FAQ Style Article

Linux Scheduler – CFS and Virtual Run Time (vruntime)

In Linux Scheduler, Work In Progress on July 3, 2012 at 5:20 pm

This article explains concept of virtual run time as used in Linux CFS scheduler

What is Virtual run time?
Virtual run time is the weighted time a task has run on the CPU

Where is it stored?
Virtual run time is stored in vruntime member of struct sched_entity
Note that sched_entity contains scheduling related information of task and it is member of task_struct.

struct task_struct
{
….
struct sched_entity se;
…..
};

struct sched_entity
{

u64 vruntime;
….
};

What is the unit of vruntime?
vruntime is measured in nano seconds

Where is vruntime updated?
vruntime of current task is updated in __update_curr function defined in sched_fair.c.
__update_curr() is called from update_curr() function, again defined in sched_fair.c
update_curr() is called from many places, including periodic timer interrupt.

How is vruntime updated?
First, time elapsed since last call to update_curr is determined
Then, this time is weighted and added to vruntime of current task.

How is weighting factor calculated?
Factor depends on nice value of task.
weighting factor = weight of process with nice value 0 / weight of current task;
where ‘weight’ is roughly equivalent to 1024 * (1.25)^(-nice)
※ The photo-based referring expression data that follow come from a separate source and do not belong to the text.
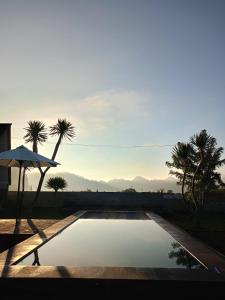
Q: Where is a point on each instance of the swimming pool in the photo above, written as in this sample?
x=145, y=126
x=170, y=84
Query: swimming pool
x=113, y=240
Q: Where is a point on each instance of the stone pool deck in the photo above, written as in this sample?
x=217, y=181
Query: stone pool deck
x=26, y=226
x=51, y=281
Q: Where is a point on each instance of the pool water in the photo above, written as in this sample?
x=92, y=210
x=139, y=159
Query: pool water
x=90, y=242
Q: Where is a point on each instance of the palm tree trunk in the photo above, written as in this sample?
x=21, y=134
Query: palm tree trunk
x=193, y=185
x=183, y=184
x=43, y=173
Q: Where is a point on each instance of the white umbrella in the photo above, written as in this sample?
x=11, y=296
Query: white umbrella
x=23, y=157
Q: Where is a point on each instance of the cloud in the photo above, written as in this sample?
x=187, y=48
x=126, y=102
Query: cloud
x=96, y=114
x=109, y=109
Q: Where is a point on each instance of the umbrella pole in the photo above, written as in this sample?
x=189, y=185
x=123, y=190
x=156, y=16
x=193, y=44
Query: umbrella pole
x=18, y=192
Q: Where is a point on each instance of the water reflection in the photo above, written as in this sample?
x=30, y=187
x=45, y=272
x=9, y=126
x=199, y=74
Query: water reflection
x=183, y=258
x=36, y=261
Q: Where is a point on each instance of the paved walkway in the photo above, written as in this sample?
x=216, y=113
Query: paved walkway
x=26, y=226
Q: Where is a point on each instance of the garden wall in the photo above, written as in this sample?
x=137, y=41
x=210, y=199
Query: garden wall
x=97, y=200
x=107, y=200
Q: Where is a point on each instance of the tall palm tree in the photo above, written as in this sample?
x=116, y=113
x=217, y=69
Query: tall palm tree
x=64, y=130
x=35, y=133
x=209, y=179
x=201, y=142
x=181, y=159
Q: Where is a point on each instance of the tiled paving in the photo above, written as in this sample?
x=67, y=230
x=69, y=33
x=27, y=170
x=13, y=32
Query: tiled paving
x=207, y=255
x=26, y=226
x=11, y=255
x=202, y=252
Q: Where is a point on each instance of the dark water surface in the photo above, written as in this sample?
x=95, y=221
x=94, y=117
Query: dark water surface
x=113, y=242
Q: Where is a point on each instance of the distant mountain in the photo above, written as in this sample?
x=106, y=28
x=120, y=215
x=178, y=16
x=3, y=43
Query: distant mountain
x=14, y=180
x=142, y=184
x=75, y=182
x=78, y=183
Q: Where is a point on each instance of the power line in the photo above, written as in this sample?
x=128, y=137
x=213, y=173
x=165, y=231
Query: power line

Some examples values of weight
weight is 820 for nice value 1
weight is 1024 for nice value 0
weight is 1277 for nice value -1

In other words, the weighting factor = 1.25^nice
How does this impact tasks with different nice values?
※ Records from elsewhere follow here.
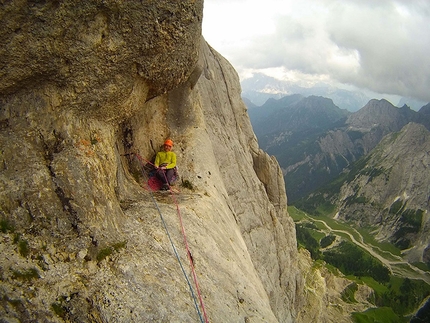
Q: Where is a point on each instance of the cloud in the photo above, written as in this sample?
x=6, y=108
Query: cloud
x=382, y=46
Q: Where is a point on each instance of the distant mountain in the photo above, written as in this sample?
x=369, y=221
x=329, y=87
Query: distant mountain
x=314, y=141
x=259, y=88
x=425, y=109
x=413, y=103
x=388, y=191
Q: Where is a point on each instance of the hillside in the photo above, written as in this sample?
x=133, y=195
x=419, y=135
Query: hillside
x=84, y=88
x=314, y=145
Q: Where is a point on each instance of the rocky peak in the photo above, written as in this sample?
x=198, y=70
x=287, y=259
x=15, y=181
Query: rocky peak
x=84, y=89
x=391, y=193
x=382, y=114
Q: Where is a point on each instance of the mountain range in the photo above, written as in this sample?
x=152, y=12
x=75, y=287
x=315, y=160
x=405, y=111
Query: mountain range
x=368, y=168
x=260, y=87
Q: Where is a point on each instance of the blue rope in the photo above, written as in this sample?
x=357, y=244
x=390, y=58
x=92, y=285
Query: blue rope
x=174, y=250
x=179, y=260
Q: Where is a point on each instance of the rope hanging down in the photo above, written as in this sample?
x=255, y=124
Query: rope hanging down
x=141, y=160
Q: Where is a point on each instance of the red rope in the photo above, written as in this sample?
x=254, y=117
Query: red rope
x=185, y=242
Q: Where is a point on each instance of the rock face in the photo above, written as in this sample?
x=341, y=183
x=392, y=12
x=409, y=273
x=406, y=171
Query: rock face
x=82, y=88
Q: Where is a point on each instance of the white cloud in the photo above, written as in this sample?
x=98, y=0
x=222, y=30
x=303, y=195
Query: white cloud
x=379, y=45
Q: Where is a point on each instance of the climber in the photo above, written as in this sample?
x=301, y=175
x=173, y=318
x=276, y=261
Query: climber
x=165, y=163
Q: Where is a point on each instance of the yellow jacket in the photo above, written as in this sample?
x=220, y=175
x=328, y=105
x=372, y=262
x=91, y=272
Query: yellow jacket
x=165, y=157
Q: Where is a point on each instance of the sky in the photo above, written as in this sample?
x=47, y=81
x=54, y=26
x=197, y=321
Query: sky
x=378, y=46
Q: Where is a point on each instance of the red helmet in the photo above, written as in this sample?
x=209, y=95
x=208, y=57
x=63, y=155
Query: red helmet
x=168, y=142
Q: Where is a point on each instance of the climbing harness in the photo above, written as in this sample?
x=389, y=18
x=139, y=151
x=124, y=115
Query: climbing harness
x=204, y=318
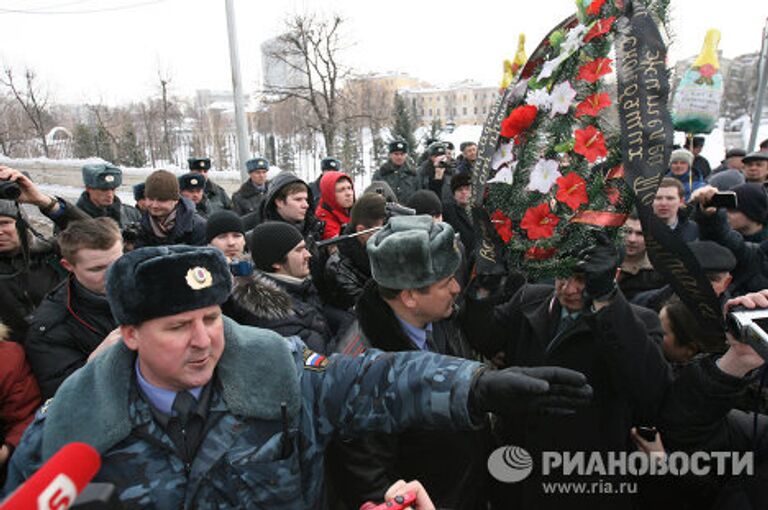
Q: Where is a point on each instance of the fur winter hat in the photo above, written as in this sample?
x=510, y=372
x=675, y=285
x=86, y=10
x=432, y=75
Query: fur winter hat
x=222, y=222
x=751, y=200
x=256, y=164
x=411, y=252
x=191, y=181
x=682, y=155
x=161, y=185
x=160, y=281
x=271, y=241
x=8, y=208
x=460, y=180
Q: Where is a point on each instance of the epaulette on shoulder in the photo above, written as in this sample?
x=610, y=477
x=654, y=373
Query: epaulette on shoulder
x=43, y=411
x=314, y=361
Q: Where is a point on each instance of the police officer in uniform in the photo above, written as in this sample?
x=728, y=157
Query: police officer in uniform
x=216, y=194
x=191, y=410
x=100, y=198
x=192, y=186
x=248, y=198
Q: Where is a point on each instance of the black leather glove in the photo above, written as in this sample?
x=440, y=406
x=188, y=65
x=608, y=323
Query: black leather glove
x=519, y=390
x=490, y=268
x=599, y=264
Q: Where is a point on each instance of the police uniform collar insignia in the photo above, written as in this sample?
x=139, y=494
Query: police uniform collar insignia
x=314, y=361
x=199, y=278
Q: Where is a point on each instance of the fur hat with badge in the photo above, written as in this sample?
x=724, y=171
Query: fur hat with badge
x=160, y=281
x=412, y=252
x=681, y=155
x=191, y=181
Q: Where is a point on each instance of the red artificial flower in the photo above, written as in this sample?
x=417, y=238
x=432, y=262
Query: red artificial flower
x=592, y=71
x=503, y=225
x=539, y=222
x=590, y=143
x=613, y=195
x=707, y=70
x=594, y=7
x=593, y=104
x=572, y=190
x=600, y=28
x=616, y=172
x=538, y=253
x=518, y=121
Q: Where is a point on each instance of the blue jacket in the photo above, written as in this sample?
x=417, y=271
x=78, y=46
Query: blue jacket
x=250, y=457
x=189, y=228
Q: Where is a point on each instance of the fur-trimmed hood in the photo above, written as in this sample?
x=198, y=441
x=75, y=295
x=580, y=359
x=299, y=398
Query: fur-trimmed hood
x=263, y=297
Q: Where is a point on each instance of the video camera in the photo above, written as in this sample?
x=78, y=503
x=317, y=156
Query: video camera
x=395, y=209
x=9, y=190
x=749, y=327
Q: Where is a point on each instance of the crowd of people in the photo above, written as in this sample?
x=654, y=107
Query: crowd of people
x=309, y=345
For nice value equal to 0, factor is 1; vruntime is same as real time spent by task on CPU.

For nice value less than 0, factor is < 1; vruntime is less than real time spent. vruntime grows slower than real time.

For nice value more than 0, factor is > 1; vruntime is more than real time spent. vruntime grows faster than real time.

Which functions are involved in updating vruntime?
Four functions are involved
(a) update_curr()
(b) __update_curr()
(c) calc_delta_fair()
(d) calc_delta_mine()

Brief description of what each of these functions do?
update_curr determines time elapsed since last call to update_curr, then calls __update_curr with that time
__update_curr determines weighted time using calc_delta_fair (which in turn uses calc_delta_mine) and updates vruntime of current task.

Detailed description of what each of these functions do?
calc_delta_mine()
Prototype
static unsigned long calc_delta_mine(unsigned long delta_exec, unsigned long weight, struct load_weight *lw)
Description
Returns (delta_exec * weight)/lw->weight;

calc_delta_fair
Prototype
static inline unsigned long calc_delta_fair(unsigned long delta, struct sched_entity *se)
Description:
Returns (delta * 1024)/se->load->weight;
Calls calc_delta_mine to do the processing.

__update_curr()
Prototype
static inline void __update_curr(struct cfs_rq *cfs_rq, struct sched_entity *curr, unsigned long delta_exec)
Description
Determines (delta_exec * 1024)/curr->load->weight using calc_delta_fair
Adds that value to curr->vruntime

update_curr()
Prototype
static void update_curr(struct cfs_rq *cfs_rq)
Description
Determines time spent since last call to update_curr
Calls __update_curr to add weighted runtime to vruntime

================================================
Minimum virtual run time of CFS RunQueue (min_vruntime)
================================================
What is min_vruntime?
Represents minimum run time of any task in the CFS run queue.

Where is stored?
It is part of CFS run queue structure (struct cfs_rq)
struct cfs_rq
{
…..
u64 min_vruntime;
…..
};

What is its initial value?
min_vruntime is set to -1 << 20 in init_cfs_rq() function defined in sched.c

Where is min_vruntime updated?
It is updated in update_min_vruntime() function defined in sched_fair.c
update_min_vruntime() is called from many places including
(a) __update_curr(), which is in turn called from update_curr()
(b) dequeue_entity(), which removes an entity from RB tree

How is min_vruntime updated?
Find the minimum vruntime of current task and leftmost task in run queue
Set this runtime as min_vruntime if it is greater than current value of min_vruntime
In other words

min_vruntime = MAX(min_vruntime, MIN(current_running_task.vruntime, cfs_rq.left_most_task.vruntime))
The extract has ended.